The little car braked and slid sideways as it tried to make the left turn with its wheels nearly locked. It slid off the road and came to a stop with both right wheels over the edge. It leveled the gun once more at Dr. Planck and fired at point blank range. The little car, however, was teetering on the edge and it slipped just as it fired. The bullet made another thud in Dr. Planck’s ears as it passed over the top of his windshield. He jammed the transmission into first gear and roared toward the enemy. He slammed his brakes on just before the impact and tapped the little car just hard enough to topple it over the edge.
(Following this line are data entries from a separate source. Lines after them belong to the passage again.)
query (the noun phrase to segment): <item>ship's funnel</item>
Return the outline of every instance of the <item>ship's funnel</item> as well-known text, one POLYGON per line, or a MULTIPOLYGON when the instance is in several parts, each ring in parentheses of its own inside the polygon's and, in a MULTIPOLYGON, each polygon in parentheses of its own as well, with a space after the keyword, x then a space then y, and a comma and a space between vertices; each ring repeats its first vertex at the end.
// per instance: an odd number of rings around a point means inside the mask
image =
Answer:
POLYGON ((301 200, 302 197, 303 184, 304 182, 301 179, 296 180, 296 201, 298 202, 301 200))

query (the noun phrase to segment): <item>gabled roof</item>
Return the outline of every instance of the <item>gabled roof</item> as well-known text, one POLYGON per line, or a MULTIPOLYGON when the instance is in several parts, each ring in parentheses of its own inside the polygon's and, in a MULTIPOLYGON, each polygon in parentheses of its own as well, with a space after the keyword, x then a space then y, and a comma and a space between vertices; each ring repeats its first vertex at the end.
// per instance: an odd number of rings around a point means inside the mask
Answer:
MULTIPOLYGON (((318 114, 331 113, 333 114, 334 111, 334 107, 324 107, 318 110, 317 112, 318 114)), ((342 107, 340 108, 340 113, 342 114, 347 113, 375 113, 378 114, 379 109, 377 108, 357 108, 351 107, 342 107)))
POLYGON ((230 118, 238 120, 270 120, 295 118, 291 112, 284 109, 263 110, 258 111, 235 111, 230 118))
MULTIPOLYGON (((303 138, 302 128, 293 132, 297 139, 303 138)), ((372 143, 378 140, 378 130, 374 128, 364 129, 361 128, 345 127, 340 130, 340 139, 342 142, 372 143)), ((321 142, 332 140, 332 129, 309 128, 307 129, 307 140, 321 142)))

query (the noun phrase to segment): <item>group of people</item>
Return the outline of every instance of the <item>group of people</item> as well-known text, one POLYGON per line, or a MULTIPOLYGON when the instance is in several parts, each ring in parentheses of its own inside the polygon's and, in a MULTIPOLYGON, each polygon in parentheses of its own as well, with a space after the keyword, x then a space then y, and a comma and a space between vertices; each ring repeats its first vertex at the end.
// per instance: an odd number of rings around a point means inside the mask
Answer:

It rolled over three times as it started its descent, hit a large rock, which turned it ninety degrees; and it cartwheeled end over end all the way to the bottom.
Shaken, but with the boldness of a winner, Dr. Planck looked over the edge into the chasm. He could see nothing and heard only silence. He looked at the front of his Vette and cursed the scratch in the chrome bumper. He stooped to inspect the damage without first considering the implications of the attack. Climbing behind the wheel once more, he rested both hands on the steering wheel and laid his head down on his hands to calm himself and thought, What the hell’s going on? That was a hit car, and you know about them. But who could have sent it after me? How did I get on somebody’s list? How?